The bibliography file is located at citations.bib. The sources are freely accessible as of 2025-04-28 with no paywalls.

Civilian AI developers working with open-source military data must prioritize ethical and legal considerations. While data availability is crucial, the potential for harm is significant, especially when AI-driven decisions impact lives. The NSCAI Final Report (n.d.) outlines the risks of using AI in military operations, emphasizing accountability and compliance with international humanitarian law (IHL).

To mitigate these risks, developers must incorporate IHL principles, such as proportionality, into AI systems. This ensures minimized harm to civilians and adherence to legal standards. (Woodcock, 2024) Recognizing that AI systems can exhibit hidden biases, careful review of training data is essential to eliminate potential errors that could lead to inaccurate targeting or misclassification, contributing to an “accountability gap.” (Crootof, 2022)

The availability of military AI technologies often involves dual-use capabilities, requiring robust access controls and governance frameworks. (Paoli & Afina, 2025) For example, the “mosaic effect” can occur when combining open-source intelligence, leading to unintended consequences.

The United Nations Secretary-General has emphasized that decisions involving human life should never be solely automated or driven by commercial interests. (United Nations, 2024) Therefore, human oversight is crucial in all critical AI applications utilizing military data.

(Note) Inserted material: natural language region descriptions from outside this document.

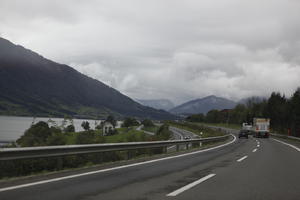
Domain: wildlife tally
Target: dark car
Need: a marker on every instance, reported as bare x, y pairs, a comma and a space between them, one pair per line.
243, 133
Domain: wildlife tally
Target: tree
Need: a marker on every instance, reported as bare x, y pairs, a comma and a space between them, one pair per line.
85, 125
130, 122
196, 118
295, 113
147, 123
112, 120
36, 135
163, 132
70, 128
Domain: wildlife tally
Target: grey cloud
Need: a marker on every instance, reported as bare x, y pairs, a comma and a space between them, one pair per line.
166, 49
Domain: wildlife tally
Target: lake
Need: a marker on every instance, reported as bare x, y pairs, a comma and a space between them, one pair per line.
11, 128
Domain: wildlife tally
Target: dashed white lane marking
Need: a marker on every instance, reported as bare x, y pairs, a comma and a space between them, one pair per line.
294, 147
242, 158
114, 168
189, 186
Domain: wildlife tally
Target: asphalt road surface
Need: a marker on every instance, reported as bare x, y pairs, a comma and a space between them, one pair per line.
246, 169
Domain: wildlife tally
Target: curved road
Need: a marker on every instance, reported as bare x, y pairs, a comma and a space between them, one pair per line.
247, 169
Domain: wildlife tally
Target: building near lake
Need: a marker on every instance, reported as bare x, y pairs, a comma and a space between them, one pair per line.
107, 128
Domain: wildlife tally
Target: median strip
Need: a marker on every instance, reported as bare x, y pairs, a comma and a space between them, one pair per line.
114, 168
189, 186
294, 147
241, 159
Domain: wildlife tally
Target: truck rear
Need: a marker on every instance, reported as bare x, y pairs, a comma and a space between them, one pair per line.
261, 127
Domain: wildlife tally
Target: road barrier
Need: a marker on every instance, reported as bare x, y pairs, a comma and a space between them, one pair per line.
64, 150
285, 136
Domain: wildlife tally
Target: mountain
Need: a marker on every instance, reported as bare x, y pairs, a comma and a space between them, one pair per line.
253, 99
33, 85
203, 105
163, 104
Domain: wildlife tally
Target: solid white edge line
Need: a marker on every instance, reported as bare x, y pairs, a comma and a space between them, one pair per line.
114, 168
242, 158
189, 186
290, 145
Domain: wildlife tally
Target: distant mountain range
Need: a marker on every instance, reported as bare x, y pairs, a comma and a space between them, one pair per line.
33, 85
203, 105
163, 104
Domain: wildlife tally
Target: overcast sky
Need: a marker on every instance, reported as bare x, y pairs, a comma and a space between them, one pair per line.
174, 49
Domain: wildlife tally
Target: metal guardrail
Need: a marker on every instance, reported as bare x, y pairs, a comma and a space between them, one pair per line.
285, 136
64, 150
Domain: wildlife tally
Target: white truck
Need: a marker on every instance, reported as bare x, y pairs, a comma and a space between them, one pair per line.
261, 127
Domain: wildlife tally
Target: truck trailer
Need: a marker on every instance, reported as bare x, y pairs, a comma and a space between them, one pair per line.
261, 127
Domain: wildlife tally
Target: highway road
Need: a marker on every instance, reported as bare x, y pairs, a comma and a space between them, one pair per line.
245, 169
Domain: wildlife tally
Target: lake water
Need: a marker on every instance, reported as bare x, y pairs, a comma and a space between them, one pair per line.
11, 128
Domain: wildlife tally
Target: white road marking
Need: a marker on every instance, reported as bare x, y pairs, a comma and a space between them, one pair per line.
294, 147
171, 147
242, 158
189, 186
114, 168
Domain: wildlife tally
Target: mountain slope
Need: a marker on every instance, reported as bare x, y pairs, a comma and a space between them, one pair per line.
164, 104
203, 105
33, 85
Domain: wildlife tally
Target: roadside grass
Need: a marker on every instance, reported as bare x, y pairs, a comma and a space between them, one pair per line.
88, 166
198, 129
232, 126
152, 129
124, 135
127, 135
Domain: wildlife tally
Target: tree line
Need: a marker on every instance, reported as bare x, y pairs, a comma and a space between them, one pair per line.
283, 112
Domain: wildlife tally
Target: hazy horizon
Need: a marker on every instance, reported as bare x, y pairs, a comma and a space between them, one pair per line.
176, 50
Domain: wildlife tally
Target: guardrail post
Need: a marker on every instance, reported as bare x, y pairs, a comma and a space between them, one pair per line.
165, 150
59, 163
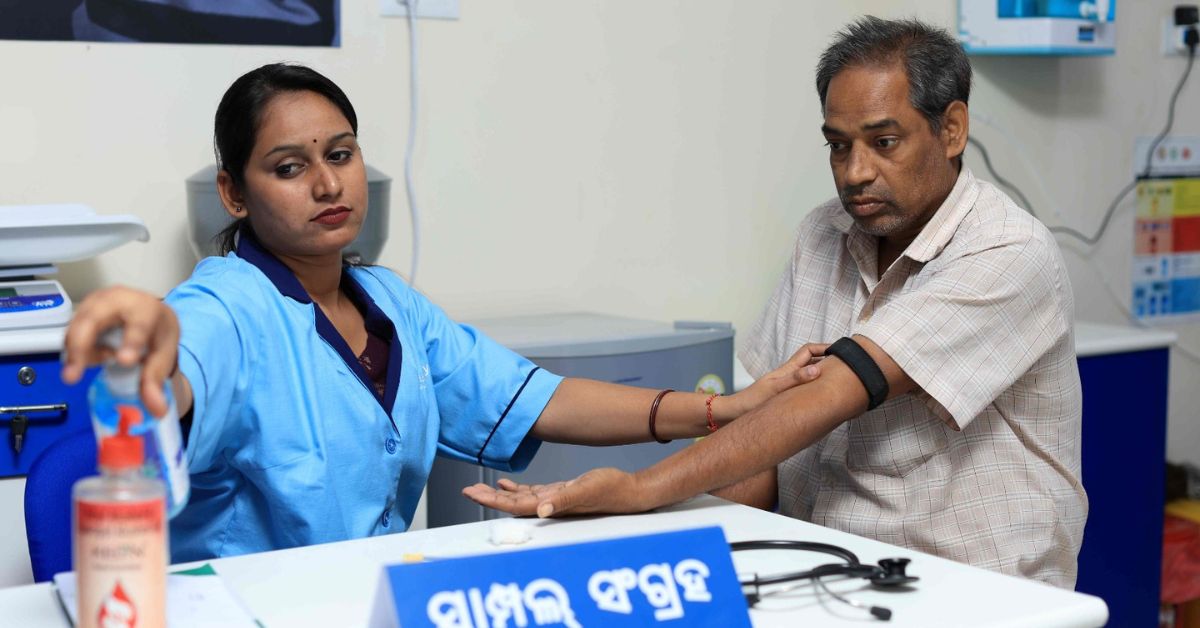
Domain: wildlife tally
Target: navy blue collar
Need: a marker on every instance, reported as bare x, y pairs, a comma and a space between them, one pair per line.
252, 251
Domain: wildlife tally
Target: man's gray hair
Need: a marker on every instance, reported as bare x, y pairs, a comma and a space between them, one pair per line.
937, 67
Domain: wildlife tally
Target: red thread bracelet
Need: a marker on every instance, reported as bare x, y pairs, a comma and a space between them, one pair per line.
654, 412
708, 404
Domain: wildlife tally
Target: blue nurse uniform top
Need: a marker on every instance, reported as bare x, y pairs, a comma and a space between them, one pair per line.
289, 446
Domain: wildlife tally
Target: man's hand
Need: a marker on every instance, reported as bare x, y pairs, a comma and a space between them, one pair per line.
799, 369
601, 490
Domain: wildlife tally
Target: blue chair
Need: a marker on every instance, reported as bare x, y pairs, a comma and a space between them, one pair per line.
48, 501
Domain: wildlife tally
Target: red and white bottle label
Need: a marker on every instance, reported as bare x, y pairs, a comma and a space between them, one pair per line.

Ultimately, civilian AI developers should prioritize transparency, fairness, and strong ethical oversight to ensure responsible development and deployment of AI, adhering to international law and ethical standards. (Roumate, 2020; Khan, 2023)

References

  • Crootof, R. (2022). AI and the Actual IHL Accountability Gap. SSRN.
  • Paoli, G. P., & Afina, Y. (2025). AI in the Military Domain: A Briefing Note for States. UNIDIR.
  • Roumate, F. (2020). Artificial Intelligence, Ethics and International Human Rights Law. The International Review of Information Ethics, 29.
  • Khan, S. Y. (2023). Autonomous Weapon Systems and the Changing Face of International Humanitarian Law. International Law Blog.
  • United Nations. (2024). Secretary-General’s Remarks to the Security Council on Artificial Intelligence.
  • Woodcock, T. K. (2024). Human/Machine(-Learning) Interactions, Human Agency and the International Humanitarian Law Proportionality Standard. Global Society, 38(1).
  • National Security Commission on Artificial Intelligence. (n.d.). Chapter 4 – NSCAI Final Report.

Dataset Structure

BibTeX file

Usage

This dataset is intended for:

  • Researchers studying military AI ethics
  • Policy analysts examining IHL compliance
  • Developers working on defence-related AI systems
  • International relations scholars

Limitations

  • This is only a small sample of what is publicly available
    • There are many more reputable, authoritative, and comprehensive sources
    • See also the Red Cross and other United Nations documents for more information on AI and IHL
    • This is the beginning of a new research area in international law and AI ethics

Licence

CC-BY-4.0 (assumed - verify original source licences for specific entries)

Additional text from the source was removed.